If you mean the bridge by the horse stables, it seems like a short trip. With the rain weve had, Id launch at Old Riley Fuzzel. It dead ends into Spring Creek, and there is a kayak/canoe launch there.


----------



## txguy79 (Jun 1, 2010)

Thanks for the advice. My thoughts were to find a beach, anchor spot or tree and wait for the whites to come through but you're right, may be too much water flowing.


----------



## John_B_1 (Jan 28, 2011)

Keep in mind if you go trough and get out at jj park you will need to contact them and give them your float plan I was going to kayak there and they told me if you launch at jj you have to get out somewhere else they said its a one way creek meaning if you go upstream you have to get out up stream. I know this doesn't make any sense but I'm just going off of what they told me.
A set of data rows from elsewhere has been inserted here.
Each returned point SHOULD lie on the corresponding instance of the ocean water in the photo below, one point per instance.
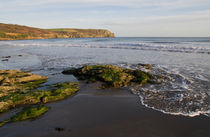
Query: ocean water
(184, 63)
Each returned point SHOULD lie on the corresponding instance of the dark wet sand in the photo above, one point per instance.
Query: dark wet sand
(107, 113)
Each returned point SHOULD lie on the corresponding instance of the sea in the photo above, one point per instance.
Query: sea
(184, 64)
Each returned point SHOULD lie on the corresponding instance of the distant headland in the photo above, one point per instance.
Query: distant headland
(19, 32)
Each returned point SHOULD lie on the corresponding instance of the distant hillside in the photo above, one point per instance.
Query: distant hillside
(18, 32)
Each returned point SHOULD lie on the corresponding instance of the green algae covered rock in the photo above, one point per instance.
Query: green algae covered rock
(20, 88)
(111, 75)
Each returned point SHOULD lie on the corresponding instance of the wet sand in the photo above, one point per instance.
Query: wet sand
(95, 112)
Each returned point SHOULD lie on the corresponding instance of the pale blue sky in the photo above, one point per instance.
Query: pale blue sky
(160, 18)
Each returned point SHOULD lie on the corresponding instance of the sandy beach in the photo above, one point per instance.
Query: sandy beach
(107, 113)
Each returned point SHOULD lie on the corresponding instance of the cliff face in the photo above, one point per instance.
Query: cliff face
(82, 33)
(17, 32)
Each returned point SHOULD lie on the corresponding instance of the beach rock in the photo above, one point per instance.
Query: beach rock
(110, 75)
(20, 88)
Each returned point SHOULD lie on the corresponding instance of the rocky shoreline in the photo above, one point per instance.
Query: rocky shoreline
(24, 89)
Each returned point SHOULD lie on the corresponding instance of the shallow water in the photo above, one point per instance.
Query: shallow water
(184, 63)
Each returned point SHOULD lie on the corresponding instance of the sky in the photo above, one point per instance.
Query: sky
(126, 18)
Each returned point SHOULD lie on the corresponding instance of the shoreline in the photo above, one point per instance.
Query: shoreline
(107, 112)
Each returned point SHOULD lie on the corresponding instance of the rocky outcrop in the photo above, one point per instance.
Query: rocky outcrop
(110, 75)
I have launched at cypresswood and came back and took out there, but the park has its own set of rules


----------



## John_B_1 (Jan 28, 2011)

Oh by the way the gage is showing almost 1,000 cfs with more rain to come today and rain this weekend it might take a week and a half to get back to normal saying we don't get any more rain next week


----------



## dnix (Dec 27, 2011)

For those of who don't know where the launch is near Riley Fuzzel and Spring Creek, here is a link to a satellite view of it.

https://maps.google.com/maps?hl=en&...w1I7smjfpvfSDvs7-snM_w&cbp=12,329.35,,0,18.69


----------



## txguy79 (Jun 1, 2010)

John_B_1 said:


> Oh by the way the gage is showing almost 1,000 cfs with more rain to come today and rain this weekend it might take a week and a half to get back to normal saying we don't get any more rain next week


Heard that!


----------



## txguy79 (Jun 1, 2010)

Anybody think the white bass are running up from lake Houston yet, with all this rain?


----------



## SwineAssassiN (Jul 24, 2011)

txguy79 said:


> Anybody think the white bass are running up from lake Houston yet, with all this rain?


I think so


----------



## txguy79 (Jun 1, 2010)

Suppossed to rain Sunday and Monday, I think? I wonder how far up they'll be by then?


----------



## Wett'n my Hooks (Mar 26, 2011)

Also a water temp. of 58 or warmer, for the best times.


----------



## txguy79 (Jun 1, 2010)

Anybody know the current water temp?


----------



## Yort69 (Jan 31, 2011)

http://waterdata.usgs.gov/tx/nwis/u...13-01-03&end_date=2013-01-10&site_no=08068500



txguy79 said:


> Anybody know the current water temp?


----------



## txguy79 (Jun 1, 2010)

With the water volume the way it is right now. I'm thinking about bank fishing the creek with artificials. Good idea? Or wait a while?


----------



## Midnight Splash (May 24, 2011)

I'd wait. It will be too muddy right now.


----------



## BloomKSU (Mar 7, 2011)

Looks like the water temp is right at 58 deg. right now.


----------



## dnix (Dec 27, 2011)

Surely the current is moving to fast to fish off the bank right now?


----------



## SwineAssassiN (Jul 24, 2011)

Id wait for a few days after this weekends forcasted showers


----------



## txguy79 (Jun 1, 2010)

I agree it's going to take a while but I just wonder how far north they'll run with all this rain before we can fish it


----------



## dynal (Jul 5, 2012)

Anyone ever tried to catch whites in JJ park? I am wondering if it is worth a try on following long weekend


----------



## John_B_1 (Jan 28, 2011)

I imagine the water is flowing to fast to go now or it's too muddy I think it's going to take a little while to calm down


----------